The struggle for equal pay continues
The plaintiff has filed an appeal against part of the ruling of the Berlin-Brandenburg Regional Labor Court before the Federal Labor Court in Erfurt. Since the Regional Labor Court had to decide on new legal issues regarding the Pay Transparency Act, it allowed the appeal regarding these aspects. In particular, the appeal concerns the question whether permanent freelancers are also covered by the Pay Transparency Act and can claim wage transparency. The proceedings constitute a precedent for the new Pay Transparency Act, which could remedy one of its many shortcomings.
With regard to the plaintiff´s equal pay claim, the Regional Labor Court did not allow the appeal. The complaint against this was rejected by the Federal Labor Court. The plaintiff has now filed a constitutional complaint with the Federal Constitutional Court. The plaintiff argues that the courts deviated from established case law of the CJEU without prior submitting the relevant questions to the CJEU. The complaint is also based on a violation of fundamental rights under Article 23 of the Charter of Fundamental Rights of the EU and Article 157 TFEU.
Strategic litigation against discrimination
GFF defends constitutional and human rights. One focus is on the protection against discrimination. Wage justice is an important field in which equality is still not sufficiently implemented. To ensure that the right to equal pay is not just written on paper, GFF supports this case. The plaintiff is represented by a lawyer, GFF advises and supports her in strategic litigation.
- Decision of the Berlin Labor Court (in German) of February 1, 2017 (file number 56 Ca 5356/15)
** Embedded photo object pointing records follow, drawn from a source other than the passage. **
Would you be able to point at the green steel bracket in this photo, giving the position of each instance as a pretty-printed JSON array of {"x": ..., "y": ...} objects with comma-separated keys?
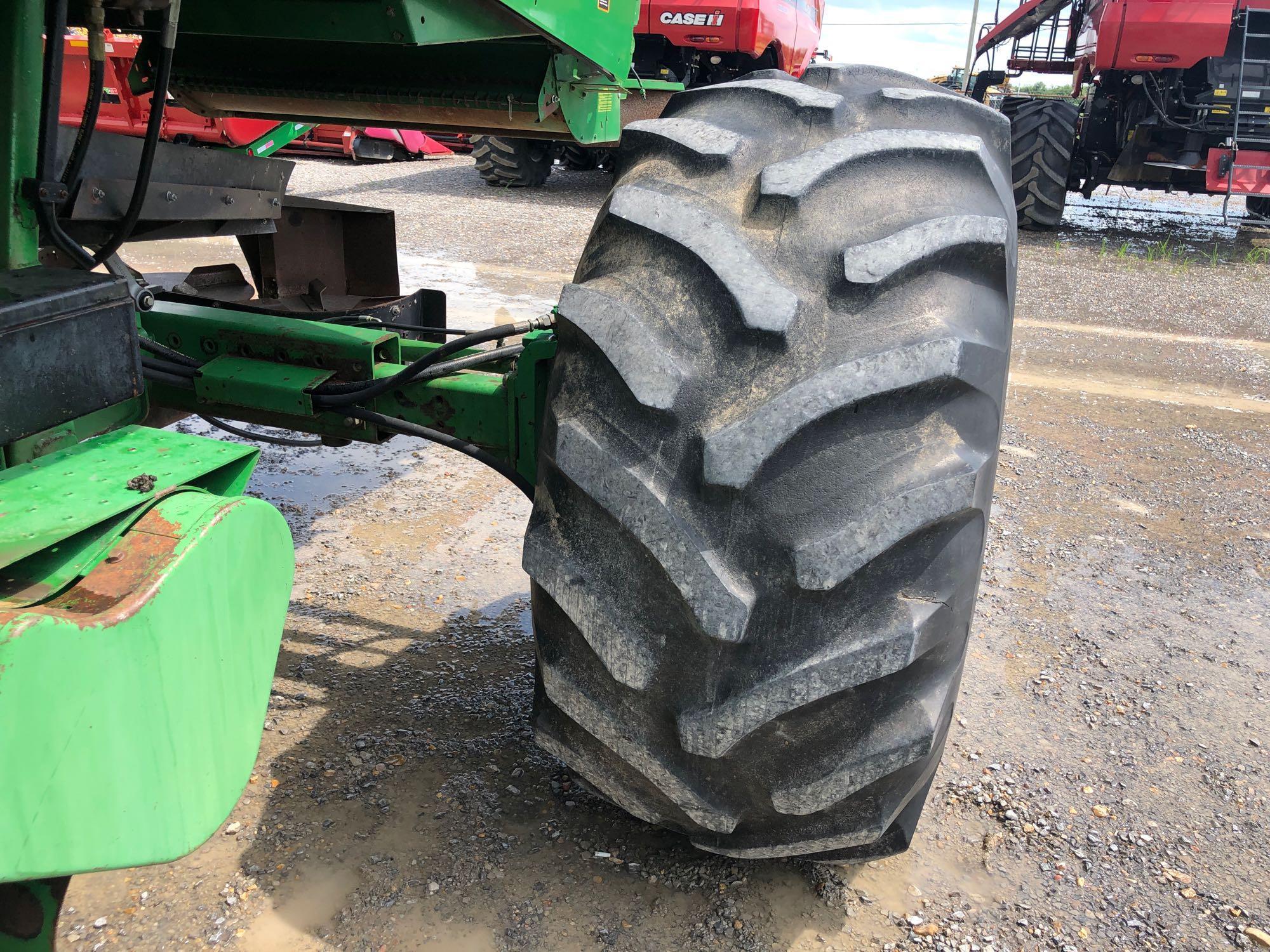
[
  {"x": 641, "y": 86},
  {"x": 500, "y": 409},
  {"x": 22, "y": 22},
  {"x": 279, "y": 138},
  {"x": 590, "y": 103},
  {"x": 241, "y": 381},
  {"x": 529, "y": 384},
  {"x": 166, "y": 625}
]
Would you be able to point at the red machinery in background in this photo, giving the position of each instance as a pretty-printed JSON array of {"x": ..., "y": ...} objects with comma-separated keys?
[
  {"x": 703, "y": 41},
  {"x": 128, "y": 114},
  {"x": 1166, "y": 95},
  {"x": 689, "y": 43}
]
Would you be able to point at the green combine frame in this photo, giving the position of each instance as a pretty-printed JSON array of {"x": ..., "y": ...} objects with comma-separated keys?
[{"x": 760, "y": 430}]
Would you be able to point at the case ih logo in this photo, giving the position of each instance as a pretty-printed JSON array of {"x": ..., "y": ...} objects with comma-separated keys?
[{"x": 693, "y": 20}]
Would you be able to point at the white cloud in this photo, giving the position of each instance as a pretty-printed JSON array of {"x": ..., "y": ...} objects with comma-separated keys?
[
  {"x": 925, "y": 39},
  {"x": 897, "y": 36}
]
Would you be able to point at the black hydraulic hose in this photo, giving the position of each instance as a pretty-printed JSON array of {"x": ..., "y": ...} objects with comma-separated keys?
[
  {"x": 46, "y": 148},
  {"x": 158, "y": 100},
  {"x": 55, "y": 32},
  {"x": 345, "y": 394},
  {"x": 464, "y": 364},
  {"x": 413, "y": 430},
  {"x": 177, "y": 370},
  {"x": 154, "y": 347},
  {"x": 260, "y": 437},
  {"x": 364, "y": 322},
  {"x": 84, "y": 135}
]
- Part 1 and Part 2 (in German) of the decision by the Regional Labor Court of Berlin-Brandenburg of February 5, 2019 (file number 16 Sa 983/18)
- Correction of facts resolution (in German) by the Regional Labor Court of Berlin-Brandenburg of July 9, 2019.
- The file numbers of the proceedings before the Federal Labor Court are 8 AZR 145/19 (revision according to the Pay Transparency Act) and 9 AZN 504/19 (non-admission complaint).
- The file number of the complaint before the Federal Constitutional Court is AR 5979/19.